My story is not different from millions of people in our country. “Pet Spending Higher Than Ever with an Estimated $58.5 Billion in Spending in 2014 - The American Pet Products Association (APPA) estimates a 4.9 percent growth over last year’s $55.72 billion”.
This is the continuing headline. It is estimated that there are 85 million pet owners and a majority of them own more than one pet. My older daughter has six boxers and my younger daughter has three dogs and three cats. Obviously, they are helping the pet economy in a big way. It’s not just the “crazy cat lady” anymore who has more than one pet.
An increasing number of people are choosing not to have children and have invested their emotional time and physical dollars into caring for their fur babies. Empty nesters, such as myself, find great joy in having someone waiting at the door for us who does not require braces, trips to soccer practice, or the latest video console. They are incapable of rolling their eyes in disgust. All good traits in a companion.
Sadly, we lost Max last year. He became sick very suddenly, the vet professionals who saw him thought he just had a case of vertigo which made him dizzy and walk like a drunken sailor. But, after 3 weeks, he deteriorated quickly and we knew that he was not going to make it back from whatever brain event was going on. The last night, when he was unable to even stand, we put him in bed with us and promised that we would call the mobile vet the next morning. It was time. And, so it was, because he died in our arms at 5:00 that morning. It was awful, it was an honor, it was heartbreaking and it was exactly right.
Our dear friends at The Dodge Company gave us a beautiful Howard Miller urn with a picture frame and we set up our Max shrine, with his cremated remains, his picture, his food bowls, his collar, his water bottle and the Tupperware containers that held his food. I told my sisters that when I die, there is no way Joe will set up a shrine like that for me. This was his “little boy”.
The grief following the loss of a pet is surprising and overwhelming. While you fight against the common response, “Well, you can get another one”, your heart is broken that the one creature on this earth who loved you with total abandon and complete loyalty is no longer here. It’s huge.

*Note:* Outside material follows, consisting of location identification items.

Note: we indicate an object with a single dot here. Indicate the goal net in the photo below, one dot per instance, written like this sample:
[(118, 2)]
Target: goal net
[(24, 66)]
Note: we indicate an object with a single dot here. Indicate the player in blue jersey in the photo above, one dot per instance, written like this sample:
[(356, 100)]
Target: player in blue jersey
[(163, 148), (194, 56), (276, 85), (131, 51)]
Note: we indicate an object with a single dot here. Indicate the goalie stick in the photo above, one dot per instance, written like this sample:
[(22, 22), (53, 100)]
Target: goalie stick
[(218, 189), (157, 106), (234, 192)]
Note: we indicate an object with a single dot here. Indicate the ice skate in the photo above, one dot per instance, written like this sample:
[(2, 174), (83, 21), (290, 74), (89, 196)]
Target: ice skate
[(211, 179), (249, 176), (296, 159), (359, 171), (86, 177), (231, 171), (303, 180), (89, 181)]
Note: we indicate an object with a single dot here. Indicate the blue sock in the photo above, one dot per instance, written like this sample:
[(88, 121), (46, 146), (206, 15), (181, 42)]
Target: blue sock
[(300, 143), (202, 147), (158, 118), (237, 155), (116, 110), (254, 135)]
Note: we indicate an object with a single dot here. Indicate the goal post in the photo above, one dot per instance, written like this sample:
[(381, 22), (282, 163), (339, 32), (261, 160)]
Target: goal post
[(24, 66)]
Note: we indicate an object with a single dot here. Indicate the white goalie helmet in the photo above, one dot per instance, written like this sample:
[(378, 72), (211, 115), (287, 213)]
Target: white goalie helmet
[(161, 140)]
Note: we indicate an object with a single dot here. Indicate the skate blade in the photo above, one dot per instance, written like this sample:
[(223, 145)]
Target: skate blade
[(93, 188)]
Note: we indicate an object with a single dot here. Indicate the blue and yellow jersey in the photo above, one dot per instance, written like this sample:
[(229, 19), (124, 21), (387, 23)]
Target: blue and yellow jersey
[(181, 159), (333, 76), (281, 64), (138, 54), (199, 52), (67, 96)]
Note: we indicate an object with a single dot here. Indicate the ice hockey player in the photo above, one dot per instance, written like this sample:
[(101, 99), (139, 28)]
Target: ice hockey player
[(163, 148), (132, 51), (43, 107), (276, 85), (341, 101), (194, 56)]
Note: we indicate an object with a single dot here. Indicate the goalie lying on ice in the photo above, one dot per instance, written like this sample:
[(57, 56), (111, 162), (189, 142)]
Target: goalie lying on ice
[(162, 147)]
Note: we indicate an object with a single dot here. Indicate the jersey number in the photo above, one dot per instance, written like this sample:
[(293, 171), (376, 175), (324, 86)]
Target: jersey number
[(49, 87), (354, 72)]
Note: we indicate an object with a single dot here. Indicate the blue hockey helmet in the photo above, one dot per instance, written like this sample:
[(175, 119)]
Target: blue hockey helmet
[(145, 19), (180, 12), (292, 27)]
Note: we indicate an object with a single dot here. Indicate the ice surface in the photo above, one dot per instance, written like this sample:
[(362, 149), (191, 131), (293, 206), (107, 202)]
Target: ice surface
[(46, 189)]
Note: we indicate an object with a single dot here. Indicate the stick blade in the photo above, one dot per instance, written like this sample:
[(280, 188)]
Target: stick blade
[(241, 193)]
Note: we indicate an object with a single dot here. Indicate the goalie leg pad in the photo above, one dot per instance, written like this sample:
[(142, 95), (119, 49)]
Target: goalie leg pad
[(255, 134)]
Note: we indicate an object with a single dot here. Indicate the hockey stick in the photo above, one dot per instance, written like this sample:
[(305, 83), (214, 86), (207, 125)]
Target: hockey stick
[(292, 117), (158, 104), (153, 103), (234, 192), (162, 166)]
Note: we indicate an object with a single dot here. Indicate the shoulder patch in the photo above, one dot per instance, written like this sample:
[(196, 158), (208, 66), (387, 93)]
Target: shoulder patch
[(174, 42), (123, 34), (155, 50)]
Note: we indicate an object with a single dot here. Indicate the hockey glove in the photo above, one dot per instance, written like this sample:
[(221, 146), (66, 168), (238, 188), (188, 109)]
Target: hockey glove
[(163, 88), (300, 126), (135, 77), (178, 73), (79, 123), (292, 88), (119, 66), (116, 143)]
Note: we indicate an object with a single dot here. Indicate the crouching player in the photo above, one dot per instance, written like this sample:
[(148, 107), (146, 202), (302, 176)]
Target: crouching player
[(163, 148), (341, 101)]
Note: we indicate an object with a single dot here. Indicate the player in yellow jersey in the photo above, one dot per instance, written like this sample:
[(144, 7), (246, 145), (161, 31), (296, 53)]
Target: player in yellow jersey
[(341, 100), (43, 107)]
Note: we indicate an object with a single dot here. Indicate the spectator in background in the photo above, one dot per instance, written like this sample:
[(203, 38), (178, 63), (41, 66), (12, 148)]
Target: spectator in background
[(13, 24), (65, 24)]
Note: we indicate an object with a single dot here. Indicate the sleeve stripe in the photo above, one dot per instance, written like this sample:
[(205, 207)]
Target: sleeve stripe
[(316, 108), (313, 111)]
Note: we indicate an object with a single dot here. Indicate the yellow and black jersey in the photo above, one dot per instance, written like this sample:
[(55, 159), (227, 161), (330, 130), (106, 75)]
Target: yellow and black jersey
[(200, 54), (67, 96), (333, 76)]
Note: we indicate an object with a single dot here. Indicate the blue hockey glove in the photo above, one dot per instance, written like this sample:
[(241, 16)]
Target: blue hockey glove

Out of our experiences with losing our own pets and visiting with others who have had similar experiences, we created a condolence card and lapel pin for pet parents. Some people see this as trivial or minor grief, but those of us who have lost a pet who dominated your life for years, understand that niche that just can’t be filled.
So, if you know someone who is struggling with losing a pet, or you are walking that particularly lonely path yourself, you might wander over and look at our card and pin. It won’t bring back that jingle of the collar or that welcoming lick in the morning, but it might just bring a smile and a memory.
And, no, we have not yet gotten a new dog. Joe is still in deep mourning and is just not ready. Understandable. He was a special little guy. I can wait.